Tuesday, January 03, 2012

A failed Sherlock Moment.

It is no secret that the attribute I most admired in people was their wits. When I was young I loved all the detective stories, where through wits, perception and deduction, the improbable became probable. I therefore spent a chunk of my youth wanting to be a detective.

In recent years, my brain has been better tuned, and I pride myself on understanding social situations and people far better than I used to. However, when it comes to my own self, these observations can be damned, I just turn a blind eye to them.

(Why would I turn a blind eye? It is blind. What difference would it make if it is turned this or that way?)

To the point!


The BBC success series SHERLOCK, is amazing.

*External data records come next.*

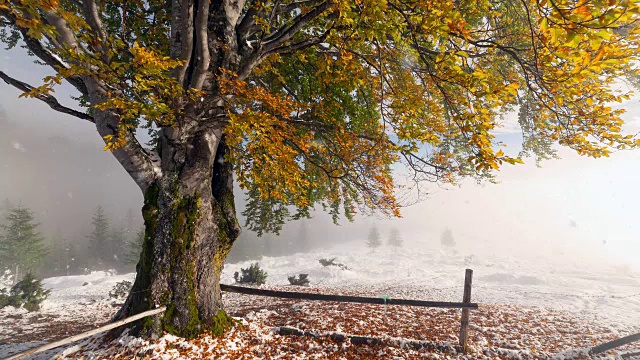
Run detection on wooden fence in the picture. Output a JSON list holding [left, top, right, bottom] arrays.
[[220, 269, 478, 352]]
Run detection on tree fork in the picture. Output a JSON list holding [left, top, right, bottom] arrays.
[[116, 135, 240, 338]]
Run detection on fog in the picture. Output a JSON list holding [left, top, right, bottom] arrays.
[[0, 48, 640, 269]]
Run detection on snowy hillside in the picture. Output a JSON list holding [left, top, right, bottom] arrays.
[[0, 243, 640, 359]]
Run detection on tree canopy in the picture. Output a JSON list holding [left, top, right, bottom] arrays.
[[0, 0, 640, 231]]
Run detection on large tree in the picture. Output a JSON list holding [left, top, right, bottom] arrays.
[[0, 205, 47, 283], [0, 0, 638, 336]]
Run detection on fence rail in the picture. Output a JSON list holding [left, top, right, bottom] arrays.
[[2, 269, 478, 360], [220, 284, 478, 309], [220, 269, 478, 352], [2, 306, 167, 360]]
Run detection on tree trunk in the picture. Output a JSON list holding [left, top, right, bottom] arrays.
[[116, 130, 240, 338]]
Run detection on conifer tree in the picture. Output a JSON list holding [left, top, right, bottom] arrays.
[[0, 0, 640, 337], [440, 228, 456, 248], [367, 226, 382, 250], [388, 227, 402, 248], [89, 206, 112, 268], [0, 205, 47, 281]]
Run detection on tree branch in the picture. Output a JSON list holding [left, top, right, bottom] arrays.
[[0, 9, 87, 96], [263, 1, 329, 54], [191, 0, 211, 90], [0, 71, 95, 123]]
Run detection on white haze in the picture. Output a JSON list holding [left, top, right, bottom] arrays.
[[0, 46, 640, 269]]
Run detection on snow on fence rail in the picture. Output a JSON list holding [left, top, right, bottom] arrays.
[[2, 269, 478, 360], [590, 333, 640, 358], [2, 306, 167, 360], [220, 269, 478, 352]]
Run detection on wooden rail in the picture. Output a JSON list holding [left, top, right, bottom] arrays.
[[2, 306, 167, 360], [2, 269, 476, 360], [220, 284, 478, 309]]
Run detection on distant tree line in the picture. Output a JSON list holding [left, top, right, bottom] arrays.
[[0, 201, 144, 282]]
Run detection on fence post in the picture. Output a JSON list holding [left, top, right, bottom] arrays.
[[460, 269, 473, 352]]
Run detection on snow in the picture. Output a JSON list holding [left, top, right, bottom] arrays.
[[0, 242, 640, 360]]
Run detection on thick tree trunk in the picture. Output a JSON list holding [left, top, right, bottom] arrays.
[[116, 130, 240, 337]]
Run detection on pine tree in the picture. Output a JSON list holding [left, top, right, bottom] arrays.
[[387, 228, 402, 248], [46, 230, 70, 276], [89, 206, 112, 268], [367, 226, 382, 250], [0, 205, 47, 282], [440, 228, 456, 248]]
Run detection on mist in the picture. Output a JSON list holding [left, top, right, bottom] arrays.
[[0, 45, 640, 269]]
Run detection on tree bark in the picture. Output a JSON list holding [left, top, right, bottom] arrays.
[[116, 129, 240, 338]]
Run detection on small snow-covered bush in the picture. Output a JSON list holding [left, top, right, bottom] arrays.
[[319, 258, 349, 270], [233, 263, 267, 285], [0, 288, 20, 309], [109, 280, 132, 299], [287, 274, 309, 286], [0, 273, 51, 311]]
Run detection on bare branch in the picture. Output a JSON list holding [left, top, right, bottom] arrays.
[[191, 0, 211, 90], [0, 71, 95, 123], [82, 0, 109, 61], [171, 0, 193, 87], [0, 9, 87, 96], [263, 1, 329, 53]]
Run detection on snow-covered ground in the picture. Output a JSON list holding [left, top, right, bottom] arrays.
[[0, 243, 640, 359]]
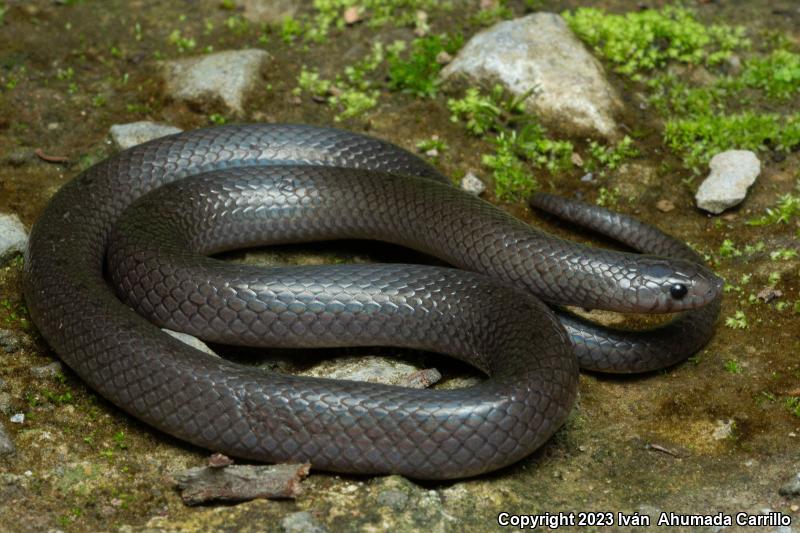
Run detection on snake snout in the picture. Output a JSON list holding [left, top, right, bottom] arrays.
[[636, 259, 722, 313]]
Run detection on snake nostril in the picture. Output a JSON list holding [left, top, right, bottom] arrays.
[[669, 283, 689, 300]]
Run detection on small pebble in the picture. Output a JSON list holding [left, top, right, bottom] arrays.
[[656, 200, 675, 213], [461, 172, 486, 195], [208, 453, 233, 468], [711, 419, 733, 440], [6, 150, 34, 167], [161, 328, 219, 357], [31, 361, 64, 378], [694, 150, 761, 215], [436, 50, 453, 65], [109, 120, 183, 150], [0, 392, 12, 416], [0, 213, 28, 264], [0, 423, 17, 457], [778, 472, 800, 497]]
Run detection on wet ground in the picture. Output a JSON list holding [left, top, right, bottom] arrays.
[[0, 0, 800, 531]]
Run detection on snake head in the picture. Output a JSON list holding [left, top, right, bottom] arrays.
[[631, 257, 723, 313]]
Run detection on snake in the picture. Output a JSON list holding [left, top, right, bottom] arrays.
[[23, 124, 721, 480]]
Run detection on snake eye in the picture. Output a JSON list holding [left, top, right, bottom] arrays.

The fourth episode of the series of one and a half long hours episodes, "A scandal in Belgravia", was recently broadcast. In honor to the brilliance of Sherlock I will present one of my own little investigations.

A Nail in Red!

It was a cold day before Christmas, when luck, destiny, fate or happenstance brought me at the metro station of Agios Dimitrios. I was to meet up with a-not-so-old friend of mine.

The station was packed, and I was about to resume reading a book on my android, when a female voice called my name. Now this does not happen quite often when you come back as a stranger from exile. Yet there she was. Marianthi. The girl I had obsessed over during high-school.

After some pleasantries we boarded the metro, along with her brother and his girlfriend. From the fact we were speaking with her in English, I knew she was foreign. From the fact that they said they had met in Denmark, where Thanos had been studying, I knew they had met in Denmark, where Thanos had been studying. Bolstered by the reminiscence of my obligation to try and impress the girl I used to fancy, I went into deep thought mode, scanning my interlocutors for clues to use. I was being Sherlock. The nails. I saw the nails in red. But they were not of a pure red color. Her digitus annularis, or fourth finger, of the left hand featured a painted blue cross with thinner lines protruding diagonally. I recalled from my studies of geography and Vexillology that that was the flag of the United Kingdom of Great Britan (and Northen Ireland). I proceeded to present my deductions...



It turned out that the nail looked more like this:




Yeah. I almost had a Sherlock moment.